Adidas has renewed its apparel partnership with the University of Miami, preserving one of its most visible positions in college football as competitors accelerate spending on Atlantic Coast Conference properties. The deal keeps Miami in the Adidas portfolio alongside Texas A&M, Arizona State, and Louisville—a shrinking cluster of football-relevant programs wearing Three Stripes instead of Swoosh.
Financial terms were not disclosed. Miami's prior agreement, signed in 2015, was structured as a $90 million commitment over 12 years—$7.5 million annually in cash, product, and marketing support. Industry participants expect the renewal lands near that figure, possibly with modest inflationary adjustment, rather than the step-function increases Nike has deployed to flip schools. The renewal arrives as Miami enters its second season in the ACC proper and its first under athletic director Dan Radakovich, who spent eight years at Clemson during that program's Nike-backed ascent.

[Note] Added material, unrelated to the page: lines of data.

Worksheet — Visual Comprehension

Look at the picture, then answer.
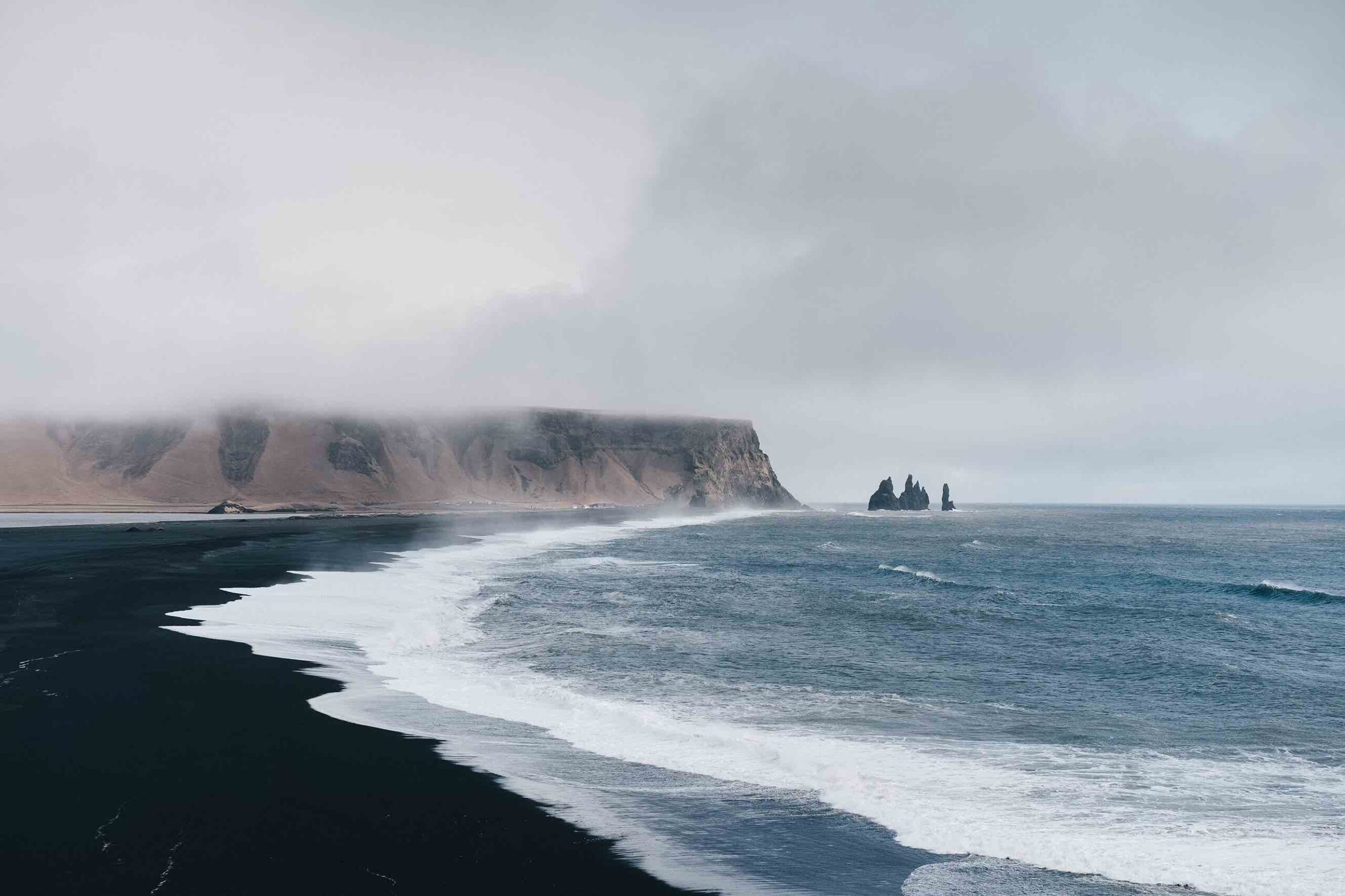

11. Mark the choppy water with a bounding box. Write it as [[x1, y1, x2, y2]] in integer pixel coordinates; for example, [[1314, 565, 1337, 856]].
[[165, 507, 1345, 896]]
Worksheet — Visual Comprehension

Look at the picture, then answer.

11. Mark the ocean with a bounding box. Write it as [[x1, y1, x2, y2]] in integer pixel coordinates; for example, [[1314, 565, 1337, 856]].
[[162, 506, 1345, 896]]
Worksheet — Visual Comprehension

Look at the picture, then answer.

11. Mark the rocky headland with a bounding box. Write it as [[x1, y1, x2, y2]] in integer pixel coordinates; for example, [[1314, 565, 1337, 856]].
[[0, 409, 799, 513]]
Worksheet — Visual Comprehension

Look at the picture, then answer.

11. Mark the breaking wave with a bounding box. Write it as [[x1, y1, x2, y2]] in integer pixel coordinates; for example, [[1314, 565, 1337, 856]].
[[1248, 578, 1345, 603], [160, 514, 1345, 896]]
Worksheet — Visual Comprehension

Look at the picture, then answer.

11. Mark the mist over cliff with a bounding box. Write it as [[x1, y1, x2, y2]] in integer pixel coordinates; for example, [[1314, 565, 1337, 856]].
[[0, 409, 799, 508]]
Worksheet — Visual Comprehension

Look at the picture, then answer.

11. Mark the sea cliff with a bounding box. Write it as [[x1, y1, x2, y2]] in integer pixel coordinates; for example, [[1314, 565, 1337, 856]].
[[0, 409, 799, 510]]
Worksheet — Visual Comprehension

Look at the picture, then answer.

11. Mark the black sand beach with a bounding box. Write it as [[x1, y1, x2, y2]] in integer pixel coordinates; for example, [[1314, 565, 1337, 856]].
[[0, 514, 694, 894]]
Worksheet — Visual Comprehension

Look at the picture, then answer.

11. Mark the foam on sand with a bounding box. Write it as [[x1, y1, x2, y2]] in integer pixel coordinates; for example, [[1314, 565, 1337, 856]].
[[165, 514, 1345, 896]]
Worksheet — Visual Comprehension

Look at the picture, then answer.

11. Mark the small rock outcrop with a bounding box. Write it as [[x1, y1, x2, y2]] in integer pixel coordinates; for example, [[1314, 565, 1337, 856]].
[[869, 476, 929, 510], [206, 501, 257, 514]]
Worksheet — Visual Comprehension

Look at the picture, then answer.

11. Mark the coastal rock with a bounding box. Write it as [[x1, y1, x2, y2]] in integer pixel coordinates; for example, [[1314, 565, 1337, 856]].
[[206, 501, 257, 514], [219, 414, 271, 486], [0, 408, 799, 513], [869, 476, 897, 510], [869, 475, 929, 510]]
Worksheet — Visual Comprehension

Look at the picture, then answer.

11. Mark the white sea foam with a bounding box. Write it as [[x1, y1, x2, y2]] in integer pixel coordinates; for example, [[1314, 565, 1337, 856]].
[[1261, 578, 1345, 597], [878, 564, 958, 585], [165, 508, 1345, 896]]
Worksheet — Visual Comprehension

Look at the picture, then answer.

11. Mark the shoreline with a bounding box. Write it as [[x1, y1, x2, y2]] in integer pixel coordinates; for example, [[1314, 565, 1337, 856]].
[[0, 508, 705, 893]]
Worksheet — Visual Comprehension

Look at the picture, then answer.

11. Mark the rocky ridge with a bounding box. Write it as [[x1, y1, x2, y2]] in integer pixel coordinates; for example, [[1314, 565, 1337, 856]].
[[0, 409, 799, 510], [869, 475, 948, 510]]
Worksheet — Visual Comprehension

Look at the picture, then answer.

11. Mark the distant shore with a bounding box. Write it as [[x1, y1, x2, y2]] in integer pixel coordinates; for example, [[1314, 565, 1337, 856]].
[[0, 508, 679, 893]]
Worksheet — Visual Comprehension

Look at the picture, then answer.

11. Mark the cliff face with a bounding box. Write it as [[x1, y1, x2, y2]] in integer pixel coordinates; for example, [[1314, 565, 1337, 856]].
[[0, 410, 798, 507]]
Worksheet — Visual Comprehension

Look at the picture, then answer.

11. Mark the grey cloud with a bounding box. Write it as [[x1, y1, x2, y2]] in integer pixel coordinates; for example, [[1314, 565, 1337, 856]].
[[0, 3, 1345, 501]]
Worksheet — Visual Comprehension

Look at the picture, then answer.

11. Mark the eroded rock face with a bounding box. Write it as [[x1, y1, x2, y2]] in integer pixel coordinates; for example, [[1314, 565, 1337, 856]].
[[206, 501, 257, 514], [869, 476, 897, 510], [47, 424, 187, 480], [13, 409, 799, 508], [869, 476, 929, 510], [327, 436, 384, 476], [219, 416, 271, 486]]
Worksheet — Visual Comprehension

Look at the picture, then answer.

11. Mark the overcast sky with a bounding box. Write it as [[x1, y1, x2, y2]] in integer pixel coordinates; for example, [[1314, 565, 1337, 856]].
[[0, 0, 1345, 503]]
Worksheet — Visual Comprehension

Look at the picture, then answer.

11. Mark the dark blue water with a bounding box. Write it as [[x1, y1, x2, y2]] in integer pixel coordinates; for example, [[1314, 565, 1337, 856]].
[[173, 507, 1345, 894]]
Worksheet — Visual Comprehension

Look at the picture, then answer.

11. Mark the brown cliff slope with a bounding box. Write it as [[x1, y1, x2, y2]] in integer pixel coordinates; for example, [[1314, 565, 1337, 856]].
[[0, 410, 799, 508]]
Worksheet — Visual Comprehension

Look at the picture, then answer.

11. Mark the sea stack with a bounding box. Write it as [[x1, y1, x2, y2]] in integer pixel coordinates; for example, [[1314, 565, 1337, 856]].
[[869, 475, 929, 510]]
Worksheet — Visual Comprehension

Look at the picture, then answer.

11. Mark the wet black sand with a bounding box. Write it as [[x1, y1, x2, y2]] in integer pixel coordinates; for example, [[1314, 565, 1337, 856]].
[[0, 514, 694, 894]]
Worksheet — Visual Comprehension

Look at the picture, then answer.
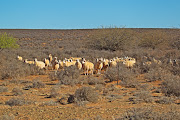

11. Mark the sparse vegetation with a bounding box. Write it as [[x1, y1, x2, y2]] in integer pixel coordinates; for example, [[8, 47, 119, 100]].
[[75, 87, 99, 103], [0, 32, 19, 51], [0, 28, 180, 120]]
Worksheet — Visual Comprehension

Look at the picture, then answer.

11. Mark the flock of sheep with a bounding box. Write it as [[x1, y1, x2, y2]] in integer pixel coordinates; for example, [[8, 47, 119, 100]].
[[17, 54, 177, 75], [17, 54, 136, 75]]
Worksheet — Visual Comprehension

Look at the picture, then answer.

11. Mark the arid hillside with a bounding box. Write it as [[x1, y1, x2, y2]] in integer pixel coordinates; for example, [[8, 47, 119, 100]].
[[0, 28, 180, 120]]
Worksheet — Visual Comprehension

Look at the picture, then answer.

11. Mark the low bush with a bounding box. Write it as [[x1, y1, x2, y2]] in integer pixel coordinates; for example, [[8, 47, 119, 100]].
[[49, 88, 59, 98], [53, 66, 81, 85], [0, 114, 15, 120], [161, 74, 180, 97], [129, 91, 153, 104], [31, 79, 45, 88], [12, 88, 23, 96], [144, 67, 166, 82], [115, 107, 180, 120], [5, 98, 30, 106], [155, 96, 174, 104], [0, 86, 8, 93], [75, 87, 99, 103], [104, 64, 138, 88]]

The timing matters because college apparel is now a zero-sum contest for the dozen programs that reliably compete for playoff berths. Nike controls 11 of the 12 schools that reached the College Football Playoff since 2021. Jordan Brand, Nike's premium marque, has systematically targeted marquee ACC and Big Ten institutions: North Carolina, Michigan, Florida, Oklahoma. Adidas has shed properties—Notre Dame departed for Under Armour in 2024, Wisconsin flipped to Nike in 2023—and the remaining portfolio skews toward basketball schools (Kansas, Louisville) and second-tier football brands. Miami is the exception: a program with championship history, South Florida recruiting access, and potential upside if coach Mario Cristobal's rebuild gains traction.
For Adidas, Miami functions as more than logo placement. The Hurricanes offer exposure in Dade and Broward counties, where the brand competes with Nike for grassroots football and basketball pipeline access. Adidas operates youth academies and travel-team sponsorships in the region; losing Miami's sideline would cede symbolic ground. The university also draws international students and Latin American brand recognition, aligning with Adidas's growth strategy outside the U.S. core market. Executives have privately acknowledged the company cannot outspend Nike across all Power Four conferences, so it defends specific geographies and cultural anchors. Miami is both.
The renewal also reflects Miami's constrained negotiating position. The program has posted one 10-win season since 2003. Cristobal's first two years produced a 12-13 record, and the Hurricanes missed a bowl game in 2022. Unlike Oregon, which leveraged Phil Knight's proximity and playoff runs into a $88 million Nike deal, Miami lacks the on-field leverage to command a bidding war. Radakovich, who arrived in 2021 from Clemson, has prioritized facility upgrades and NIL infrastructure; apparel is a steady revenue line but not the negotiating fulcrum it becomes for programs with recent national titles.
The deal arrives one week after Arizona announced a $60 million-plus naming-rights agreement with Casino Del Sol, the largest venue naming deal in Pac-12 history. Both moves—Miami's apparel renewal, Arizona's venue monetization—illustrate how athletic departments are maximizing legacy assets while navigating the unsettled economics of conference realignment and revenue-sharing litigation. Miami will join the reconfigured ACC media rights pool in 2025, with payouts expected near $40 million annually, trailing the SEC and Big Ten by $30 million or more per school. Apparel and venue deals now fill structural gaps that media rights once covered alone.
Watch for Adidas to announce product drops tied to Miami's September home opener, likely featuring throwback uniforms or Special Edition colorways designed to generate social engagement. The company has used Miami as a testing ground for bold designs—the 2019 "Miami Nights" alternate uniform drove $2.3 million in retail sales in 72 hours—and the renewal suggests both sides see value in that collaboration. Also watch whether Cristobal's staff adds former Adidas-affiliated coaches; the brand often seeds personnel moves to deepen institutional alignment. Miami's defensive coordinator search, expected to conclude by late January, will signal whether Adidas's network plays any informal role in candidate flow.
The renewal keeps Adidas visible on a program that recruits the same ZIP codes where Nike's grassroots budget is heaviest, which is the whole point.
The takeaway
Adidas holds Miami despite CFP-tier defections, using South Florida geography and upside optionality to justify steady spend in shrinking portfolio.